South Africa must grow the next generation of data and AI scientists in the transport sector and rewrite the rule book for future mobility.

This is according to Victor Radebe, founder of the not-for-profit Mobility Centre for Africa (MCA), commenting during his plenary address at the 2019 Southern African Transport Conference (SATC) in Pretoria.

Presenting the MCA’s “2040 Scenarios for Future of Mobility in South Africa”, Radebe said crashes, congestion, affordability and emissions were four core “wicked” issues facing the automotive industry.

Using DEFT (Drivers, Enablers, Friction, Turners) analysis to formulate the scenarios, he explained that the drivers of change facing the auto industry include: disintermediation, the sharing economy, virtualisation, climate change, automation and urbanisation.

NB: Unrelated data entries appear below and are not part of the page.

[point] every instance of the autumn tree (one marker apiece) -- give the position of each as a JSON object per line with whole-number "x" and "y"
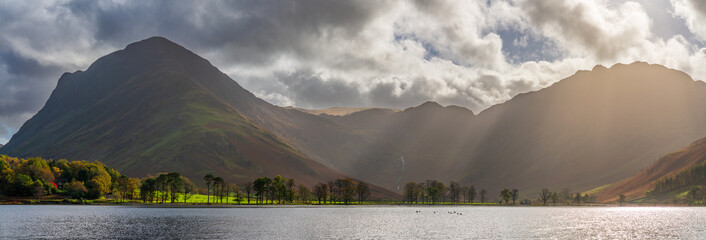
{"x": 505, "y": 195}
{"x": 304, "y": 193}
{"x": 209, "y": 180}
{"x": 454, "y": 191}
{"x": 544, "y": 195}
{"x": 483, "y": 192}
{"x": 188, "y": 188}
{"x": 555, "y": 197}
{"x": 411, "y": 193}
{"x": 471, "y": 194}
{"x": 248, "y": 190}
{"x": 363, "y": 191}
{"x": 321, "y": 192}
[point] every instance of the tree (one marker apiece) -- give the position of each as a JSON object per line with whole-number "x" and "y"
{"x": 471, "y": 194}
{"x": 76, "y": 189}
{"x": 454, "y": 191}
{"x": 174, "y": 183}
{"x": 235, "y": 189}
{"x": 565, "y": 196}
{"x": 321, "y": 192}
{"x": 363, "y": 191}
{"x": 544, "y": 195}
{"x": 347, "y": 188}
{"x": 693, "y": 192}
{"x": 505, "y": 195}
{"x": 279, "y": 188}
{"x": 410, "y": 192}
{"x": 483, "y": 192}
{"x": 290, "y": 189}
{"x": 147, "y": 189}
{"x": 188, "y": 188}
{"x": 38, "y": 189}
{"x": 261, "y": 185}
{"x": 162, "y": 188}
{"x": 209, "y": 180}
{"x": 218, "y": 188}
{"x": 304, "y": 194}
{"x": 555, "y": 197}
{"x": 248, "y": 190}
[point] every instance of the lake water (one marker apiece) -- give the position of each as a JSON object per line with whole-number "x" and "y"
{"x": 354, "y": 222}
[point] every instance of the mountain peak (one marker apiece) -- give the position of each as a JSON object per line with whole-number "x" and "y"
{"x": 429, "y": 104}
{"x": 152, "y": 41}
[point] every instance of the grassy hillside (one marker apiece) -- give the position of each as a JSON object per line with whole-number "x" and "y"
{"x": 669, "y": 166}
{"x": 144, "y": 110}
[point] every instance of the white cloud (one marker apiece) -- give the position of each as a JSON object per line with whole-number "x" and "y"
{"x": 317, "y": 53}
{"x": 694, "y": 14}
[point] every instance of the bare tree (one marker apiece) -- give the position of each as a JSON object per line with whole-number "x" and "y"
{"x": 544, "y": 195}
{"x": 555, "y": 197}
{"x": 454, "y": 190}
{"x": 209, "y": 180}
{"x": 505, "y": 195}
{"x": 248, "y": 190}
{"x": 471, "y": 194}
{"x": 363, "y": 191}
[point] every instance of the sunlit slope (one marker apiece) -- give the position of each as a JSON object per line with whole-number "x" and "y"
{"x": 144, "y": 110}
{"x": 669, "y": 165}
{"x": 591, "y": 129}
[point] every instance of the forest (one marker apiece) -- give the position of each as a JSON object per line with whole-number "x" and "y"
{"x": 37, "y": 178}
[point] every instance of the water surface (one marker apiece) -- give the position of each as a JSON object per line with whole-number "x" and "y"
{"x": 351, "y": 222}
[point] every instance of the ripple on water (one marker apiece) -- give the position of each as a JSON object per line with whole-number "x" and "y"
{"x": 383, "y": 222}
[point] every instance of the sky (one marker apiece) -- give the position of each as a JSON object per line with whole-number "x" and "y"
{"x": 357, "y": 53}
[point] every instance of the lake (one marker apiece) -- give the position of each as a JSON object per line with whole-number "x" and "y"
{"x": 351, "y": 222}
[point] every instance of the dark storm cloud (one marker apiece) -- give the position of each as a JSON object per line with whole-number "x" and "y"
{"x": 312, "y": 91}
{"x": 25, "y": 87}
{"x": 245, "y": 32}
{"x": 322, "y": 53}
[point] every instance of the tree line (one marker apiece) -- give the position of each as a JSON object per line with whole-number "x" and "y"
{"x": 692, "y": 179}
{"x": 39, "y": 177}
{"x": 282, "y": 190}
{"x": 564, "y": 196}
{"x": 433, "y": 192}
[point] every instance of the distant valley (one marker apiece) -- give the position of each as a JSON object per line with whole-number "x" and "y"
{"x": 156, "y": 106}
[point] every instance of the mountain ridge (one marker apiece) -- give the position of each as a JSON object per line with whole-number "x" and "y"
{"x": 587, "y": 130}
{"x": 148, "y": 111}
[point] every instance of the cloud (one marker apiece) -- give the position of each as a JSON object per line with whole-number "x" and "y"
{"x": 317, "y": 53}
{"x": 694, "y": 14}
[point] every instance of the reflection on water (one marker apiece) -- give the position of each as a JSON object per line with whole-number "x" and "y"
{"x": 110, "y": 222}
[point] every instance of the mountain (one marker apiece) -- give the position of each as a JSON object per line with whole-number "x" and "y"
{"x": 152, "y": 108}
{"x": 590, "y": 129}
{"x": 333, "y": 111}
{"x": 670, "y": 165}
{"x": 156, "y": 106}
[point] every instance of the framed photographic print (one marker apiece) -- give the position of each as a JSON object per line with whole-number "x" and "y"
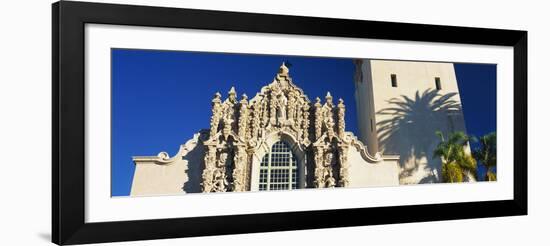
{"x": 175, "y": 122}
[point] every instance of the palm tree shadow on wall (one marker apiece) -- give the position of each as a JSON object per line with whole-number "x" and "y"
{"x": 408, "y": 129}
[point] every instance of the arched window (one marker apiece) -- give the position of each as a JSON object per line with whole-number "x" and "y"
{"x": 278, "y": 168}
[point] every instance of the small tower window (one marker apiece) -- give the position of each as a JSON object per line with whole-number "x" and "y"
{"x": 393, "y": 80}
{"x": 438, "y": 83}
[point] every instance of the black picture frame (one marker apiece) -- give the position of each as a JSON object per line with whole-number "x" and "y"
{"x": 68, "y": 122}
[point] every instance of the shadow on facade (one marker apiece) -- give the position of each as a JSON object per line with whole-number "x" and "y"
{"x": 408, "y": 129}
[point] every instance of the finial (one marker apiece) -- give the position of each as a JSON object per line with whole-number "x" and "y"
{"x": 232, "y": 91}
{"x": 244, "y": 98}
{"x": 217, "y": 97}
{"x": 283, "y": 70}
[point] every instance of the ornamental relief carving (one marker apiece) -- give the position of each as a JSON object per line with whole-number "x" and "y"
{"x": 239, "y": 127}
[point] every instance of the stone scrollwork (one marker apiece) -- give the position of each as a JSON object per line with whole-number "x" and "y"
{"x": 238, "y": 128}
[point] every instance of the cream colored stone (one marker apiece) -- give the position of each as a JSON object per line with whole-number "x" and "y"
{"x": 402, "y": 120}
{"x": 227, "y": 156}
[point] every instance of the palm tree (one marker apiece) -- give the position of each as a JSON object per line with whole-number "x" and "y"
{"x": 487, "y": 155}
{"x": 456, "y": 163}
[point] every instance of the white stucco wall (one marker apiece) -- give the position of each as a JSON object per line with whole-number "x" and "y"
{"x": 370, "y": 174}
{"x": 406, "y": 117}
{"x": 160, "y": 175}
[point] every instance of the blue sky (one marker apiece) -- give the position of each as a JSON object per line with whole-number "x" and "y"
{"x": 161, "y": 98}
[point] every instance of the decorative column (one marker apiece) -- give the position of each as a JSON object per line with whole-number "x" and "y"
{"x": 305, "y": 122}
{"x": 207, "y": 183}
{"x": 239, "y": 170}
{"x": 341, "y": 118}
{"x": 318, "y": 118}
{"x": 318, "y": 156}
{"x": 243, "y": 116}
{"x": 216, "y": 114}
{"x": 329, "y": 116}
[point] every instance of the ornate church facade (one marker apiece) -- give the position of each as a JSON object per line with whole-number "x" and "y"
{"x": 278, "y": 140}
{"x": 281, "y": 140}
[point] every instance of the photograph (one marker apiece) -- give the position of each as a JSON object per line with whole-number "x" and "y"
{"x": 204, "y": 122}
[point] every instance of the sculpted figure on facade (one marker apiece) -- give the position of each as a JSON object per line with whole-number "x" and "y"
{"x": 341, "y": 115}
{"x": 216, "y": 113}
{"x": 279, "y": 108}
{"x": 243, "y": 116}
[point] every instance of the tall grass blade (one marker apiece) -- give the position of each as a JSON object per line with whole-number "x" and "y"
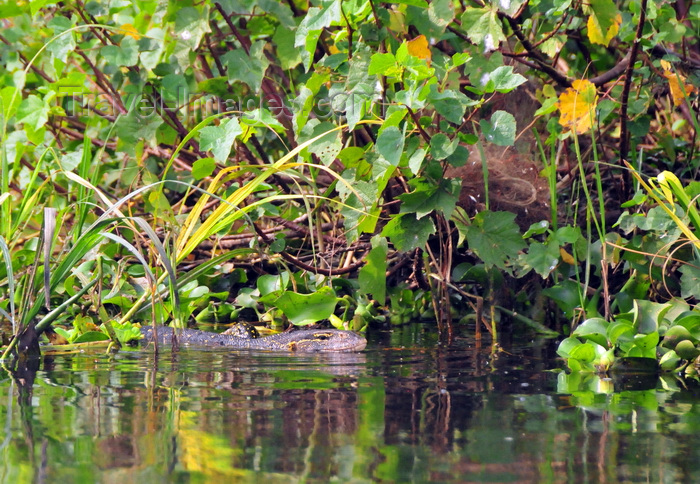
{"x": 10, "y": 281}
{"x": 48, "y": 233}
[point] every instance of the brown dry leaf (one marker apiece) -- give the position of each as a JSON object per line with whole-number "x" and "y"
{"x": 419, "y": 47}
{"x": 674, "y": 82}
{"x": 566, "y": 257}
{"x": 577, "y": 106}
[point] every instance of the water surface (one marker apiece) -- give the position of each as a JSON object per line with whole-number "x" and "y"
{"x": 404, "y": 410}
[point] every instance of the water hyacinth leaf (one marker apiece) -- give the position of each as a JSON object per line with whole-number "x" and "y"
{"x": 648, "y": 314}
{"x": 495, "y": 237}
{"x": 372, "y": 276}
{"x": 305, "y": 309}
{"x": 500, "y": 129}
{"x": 543, "y": 258}
{"x": 620, "y": 331}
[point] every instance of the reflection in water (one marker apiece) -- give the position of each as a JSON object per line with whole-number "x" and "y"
{"x": 402, "y": 411}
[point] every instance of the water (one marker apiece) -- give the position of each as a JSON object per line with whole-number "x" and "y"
{"x": 401, "y": 411}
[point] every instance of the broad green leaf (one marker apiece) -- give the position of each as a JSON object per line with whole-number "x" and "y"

Radebe explains that friction and turners to these drivers in South Africa included legislation; affordability; vested monopoly interests; coalitions formed by the disrupted; late laggards; poor internet access; minimal start-up culture; labour resistance; violence and intimidation and policy.

He says the MCA was established to proactively manage the disruptive forces in transport; keep the country globally competitive in the automotive industry and localise technological solutions.

According to Radebe, the three revolutions taking place in transport include ride sharing, connectivity and autonomy. South Africa though, is still at a very low base in terms of electric vehicle adoption.

Trends to watch include 5G, which will make vehicle-to-vehicle communication possible even at highway speeds; artificial intelligence (AI) and drones. Radebe believes that the future is all about the mobility-as-a-service ecosystem.

He points out that there are five levels of vehicle autonomy. Most vehicles in use today are at level one, which requires driver assistance or level two, which provides very limited driving assistance.

While human error accounted for 90% of vehicle crashes, many people were resistant to driverless vehicles. When they do arrive, fully autonomous vehicles will be data gold mines, producing four terabytes of data per day.

Radebe implores that South Africa not leave its fate in the hands of original equipment manufacturers and tech giants. He adds that the country should launch CASE (Connected, Autonomous, Shared, Electric) mobility research projects to curb crashes and congestion, promote greater affordability and lower vehicle emissions.